Para limpiezas semanales o mensuales de la campana, dependiendo de su estado y utilización lógicamente, primero desconectaremos el enchufe de la campana, luego sacaremos los filtros, operación muy sencilla y que se realiza abriendo su bloqueo, normalmente lateral, y abatiendo el filtro metálico; se debe sujetar y extraer de su base, volviendo a colocarlos en la misma posición una vez limpios y bien secos, ya que si están húmedos puede ser peligroso al contacto con la electricidad, si se activa la campana. Cuando los hayamos quitado, una buena opción si tienen demasiada grasa sólida y amarilla es sumergirlos en un baño de agua tibia o caliente con producto quitagrasas, o con un poco de amoniaco, durante un buen rato, lo que ayudará mucho a despegar la grasa. Después, con la ayuda de un cepillo de cerdas duras de plástico o un buen estropajo, retirar toda la grasa de las rejillas frotando bien, lo normal es que se despegue sin problemas. Una vez limpios y aclarados se deben secar bien los filtros antes de colocarlos. Los filtros metálicos que tienen una suciedad incrustada de mucho tiempo pueden sustituirse. Los filtros de carbón se sustituyen anualmente.
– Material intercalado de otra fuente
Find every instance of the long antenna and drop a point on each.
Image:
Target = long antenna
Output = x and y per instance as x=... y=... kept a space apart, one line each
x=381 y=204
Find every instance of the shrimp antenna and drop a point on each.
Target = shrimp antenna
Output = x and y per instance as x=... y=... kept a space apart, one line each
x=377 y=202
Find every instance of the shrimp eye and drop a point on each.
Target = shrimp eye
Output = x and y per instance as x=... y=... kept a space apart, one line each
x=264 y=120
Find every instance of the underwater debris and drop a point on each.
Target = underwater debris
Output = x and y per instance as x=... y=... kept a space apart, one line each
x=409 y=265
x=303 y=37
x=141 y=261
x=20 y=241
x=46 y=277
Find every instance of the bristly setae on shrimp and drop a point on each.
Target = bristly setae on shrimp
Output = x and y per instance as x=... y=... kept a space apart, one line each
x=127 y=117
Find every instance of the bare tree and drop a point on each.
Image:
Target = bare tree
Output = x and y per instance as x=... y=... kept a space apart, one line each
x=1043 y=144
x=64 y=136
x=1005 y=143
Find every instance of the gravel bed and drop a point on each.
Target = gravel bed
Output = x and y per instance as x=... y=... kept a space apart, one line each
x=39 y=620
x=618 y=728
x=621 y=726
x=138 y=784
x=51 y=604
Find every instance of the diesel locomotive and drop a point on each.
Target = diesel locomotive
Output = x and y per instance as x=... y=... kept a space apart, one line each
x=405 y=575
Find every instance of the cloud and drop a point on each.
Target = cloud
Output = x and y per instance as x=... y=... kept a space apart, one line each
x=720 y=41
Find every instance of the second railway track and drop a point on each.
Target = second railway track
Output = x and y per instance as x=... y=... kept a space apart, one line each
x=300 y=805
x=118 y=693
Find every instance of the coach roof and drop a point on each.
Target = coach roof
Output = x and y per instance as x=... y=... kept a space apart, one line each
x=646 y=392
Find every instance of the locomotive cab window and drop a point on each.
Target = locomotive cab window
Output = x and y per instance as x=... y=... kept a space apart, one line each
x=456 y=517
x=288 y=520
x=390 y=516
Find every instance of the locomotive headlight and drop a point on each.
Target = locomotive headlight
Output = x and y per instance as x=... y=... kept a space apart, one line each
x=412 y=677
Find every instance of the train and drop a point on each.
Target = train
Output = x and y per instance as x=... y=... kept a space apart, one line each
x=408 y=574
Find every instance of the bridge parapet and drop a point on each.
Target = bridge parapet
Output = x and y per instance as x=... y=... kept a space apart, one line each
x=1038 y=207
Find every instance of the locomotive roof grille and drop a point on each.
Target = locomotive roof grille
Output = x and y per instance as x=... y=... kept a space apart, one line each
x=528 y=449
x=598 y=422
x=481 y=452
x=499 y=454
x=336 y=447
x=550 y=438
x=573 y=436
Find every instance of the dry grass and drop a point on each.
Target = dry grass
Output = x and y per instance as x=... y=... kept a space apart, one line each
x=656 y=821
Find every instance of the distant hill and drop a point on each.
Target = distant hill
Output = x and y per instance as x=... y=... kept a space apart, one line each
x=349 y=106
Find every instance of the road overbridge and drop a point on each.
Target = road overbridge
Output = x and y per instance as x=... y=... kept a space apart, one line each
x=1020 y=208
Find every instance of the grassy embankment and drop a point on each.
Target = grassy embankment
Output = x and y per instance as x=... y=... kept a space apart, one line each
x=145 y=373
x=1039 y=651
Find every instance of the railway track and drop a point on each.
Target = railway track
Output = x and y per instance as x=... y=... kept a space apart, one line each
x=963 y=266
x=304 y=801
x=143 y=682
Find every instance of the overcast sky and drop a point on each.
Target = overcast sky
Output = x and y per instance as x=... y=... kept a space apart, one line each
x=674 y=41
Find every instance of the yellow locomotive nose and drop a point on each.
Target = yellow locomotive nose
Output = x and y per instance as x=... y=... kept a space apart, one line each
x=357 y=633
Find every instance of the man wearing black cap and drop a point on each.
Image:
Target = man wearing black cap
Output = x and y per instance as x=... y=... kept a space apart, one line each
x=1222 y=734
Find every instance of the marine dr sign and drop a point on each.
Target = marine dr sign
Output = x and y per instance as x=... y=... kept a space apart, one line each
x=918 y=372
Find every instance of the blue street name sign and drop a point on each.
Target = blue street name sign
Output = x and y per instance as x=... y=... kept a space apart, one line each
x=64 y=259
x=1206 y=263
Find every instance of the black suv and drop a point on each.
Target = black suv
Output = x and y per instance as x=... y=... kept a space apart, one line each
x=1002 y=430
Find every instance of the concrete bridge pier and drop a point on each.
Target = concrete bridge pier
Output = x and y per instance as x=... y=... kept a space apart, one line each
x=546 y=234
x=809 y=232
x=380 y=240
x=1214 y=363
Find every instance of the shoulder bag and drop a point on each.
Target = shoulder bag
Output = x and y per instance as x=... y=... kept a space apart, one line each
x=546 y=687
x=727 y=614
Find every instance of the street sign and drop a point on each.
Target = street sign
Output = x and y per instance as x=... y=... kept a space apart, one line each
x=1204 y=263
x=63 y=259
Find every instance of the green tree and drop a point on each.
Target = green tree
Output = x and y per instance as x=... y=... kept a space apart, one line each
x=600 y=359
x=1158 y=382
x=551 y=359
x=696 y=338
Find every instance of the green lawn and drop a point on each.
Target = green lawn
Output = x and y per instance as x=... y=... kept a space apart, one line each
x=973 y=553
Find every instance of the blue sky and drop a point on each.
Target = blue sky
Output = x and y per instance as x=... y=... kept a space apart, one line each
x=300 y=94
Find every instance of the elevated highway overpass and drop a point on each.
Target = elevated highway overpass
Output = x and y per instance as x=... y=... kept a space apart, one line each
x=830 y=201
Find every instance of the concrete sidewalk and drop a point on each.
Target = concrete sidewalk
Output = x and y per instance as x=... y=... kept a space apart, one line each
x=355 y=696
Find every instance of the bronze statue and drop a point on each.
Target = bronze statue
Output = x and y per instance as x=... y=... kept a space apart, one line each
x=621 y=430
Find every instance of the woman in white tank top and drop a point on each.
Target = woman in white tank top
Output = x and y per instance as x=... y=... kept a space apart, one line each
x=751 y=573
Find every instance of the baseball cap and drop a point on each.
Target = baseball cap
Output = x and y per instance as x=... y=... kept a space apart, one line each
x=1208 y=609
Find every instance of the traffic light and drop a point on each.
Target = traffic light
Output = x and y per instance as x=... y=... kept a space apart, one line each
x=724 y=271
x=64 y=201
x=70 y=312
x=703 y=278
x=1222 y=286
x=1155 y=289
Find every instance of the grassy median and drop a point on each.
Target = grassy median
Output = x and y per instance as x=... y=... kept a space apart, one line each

En las operaciones de extracción de los filtros, antes de colocarlos, podremos limpiar algunos de los elementos metálicos que quedan ocultos bajo los mismos, del interior de la campana, también con bayeta humedecida y escurrida en agua con producto antigrasas, o con antigrasas directamente, o con agua y amoniaco, pero aclarando después. Procuraremos no tocar ni humedecer partes del motor.

Estos consejos de limpieza de la campana, tanto en su interior como en el exterior pueden aplicarse a cualquier modelo, siempre desmontando con cuidado sus filtros y otras piezas que se puedan desmontar para limpiar; y si la campana no es de acero inoxidable, sino de un metal lacado u otro, siempre será aconsejable utilizar jabones neutros y una pequeña cantidad de amoniaco o productos quitagrasas no abrasivos para eliminar la grasa, secando muy bien al finalizar para procurar el brillo y aspecto originales de la pieza.